Problem:
Spark 2.4.x that ships with CDH 5.13.3 prevents users from obtaining a SparkContext in Anaconda Enterprise and throws an error message similar to the following in spark logs when using Livy 0.5.0:
ERROR repl.PythonInterpreter: Traceback (most recent call last):
File "/data/02/yarn/nm/usercache/livy/appcache/application_1565648280838_0270/container_e183_1565648280838_0270_01_000001/tmp/7728029442563235757", line 700, in <module>
sys.exit(main())
File "/data/02/yarn/nm/usercache/livy/appcache/application_1565648280838_0270/container_e183_1565648280838_0270_01_000001/tmp/7728029442563235757", line 589, in main
sc = SparkContext(jsc=jsc, gateway=gateway, conf=conf)
File "/opt/cloudera/parcels/SPARK2-2.4.0.cloudera2-1.cdh5.13.3.p0.1041012/lib/spark2/python/lib/pyspark.zip/pyspark/context.py", line 121, in __init__
ValueError: You are trying to pass an insecure Py4j gateway to Spark. This is not allowed as it is a security risk.

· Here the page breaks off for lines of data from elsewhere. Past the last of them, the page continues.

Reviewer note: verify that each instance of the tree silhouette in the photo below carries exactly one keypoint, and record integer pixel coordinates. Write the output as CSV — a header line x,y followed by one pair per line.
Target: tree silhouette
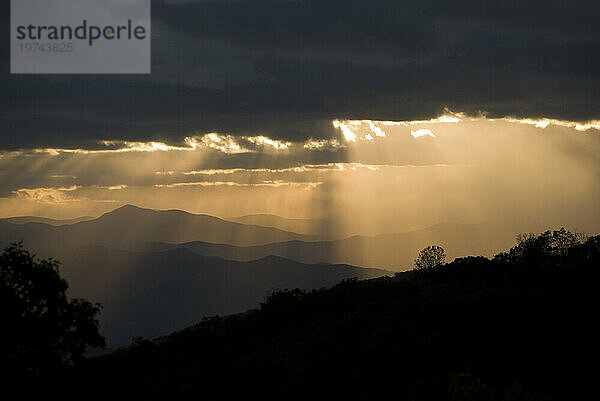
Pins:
x,y
430,257
41,330
542,246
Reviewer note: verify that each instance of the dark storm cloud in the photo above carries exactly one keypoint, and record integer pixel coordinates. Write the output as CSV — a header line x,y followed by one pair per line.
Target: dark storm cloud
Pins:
x,y
285,69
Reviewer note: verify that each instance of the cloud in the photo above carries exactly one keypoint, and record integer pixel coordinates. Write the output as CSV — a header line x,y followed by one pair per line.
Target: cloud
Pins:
x,y
48,195
286,69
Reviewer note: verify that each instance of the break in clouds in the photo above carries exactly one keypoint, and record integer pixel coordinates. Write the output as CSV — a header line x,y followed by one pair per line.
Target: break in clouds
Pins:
x,y
286,69
373,176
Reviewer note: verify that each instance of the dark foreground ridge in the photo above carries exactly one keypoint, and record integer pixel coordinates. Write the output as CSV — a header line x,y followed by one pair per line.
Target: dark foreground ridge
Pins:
x,y
522,326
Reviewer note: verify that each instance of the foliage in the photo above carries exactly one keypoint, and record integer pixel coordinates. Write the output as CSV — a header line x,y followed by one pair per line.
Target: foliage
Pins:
x,y
518,327
430,257
40,329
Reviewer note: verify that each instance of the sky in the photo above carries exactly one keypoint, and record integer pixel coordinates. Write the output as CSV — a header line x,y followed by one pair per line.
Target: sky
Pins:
x,y
392,115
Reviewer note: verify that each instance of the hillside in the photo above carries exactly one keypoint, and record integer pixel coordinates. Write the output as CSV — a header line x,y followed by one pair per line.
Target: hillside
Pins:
x,y
151,294
519,327
129,224
324,229
386,251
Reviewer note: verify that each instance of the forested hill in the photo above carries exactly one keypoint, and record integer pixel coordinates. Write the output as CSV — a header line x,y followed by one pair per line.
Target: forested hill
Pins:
x,y
521,326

Apparently this version of Spark requires a token, however it's not clear where that token is created or where it should be passed to/from. The docs suggest setting:
PYSPARK_ALLOW_INSECURE_GATEWAY=1
in CDH, however this seems to have no effect. Meanwhile, Spark 1.6 and 2.3.x work fine with the same version of Livy.
Workaround:
Install Livy 0.6.0. Livy 0.6.0 appears to handle the token issue out of the box and requires no additional configuration. The downside is that Livy 0.6.0 doesn't support Spark 1.6, which shouldn't be a problem, but could be for organizations that want to switch between Spark versions.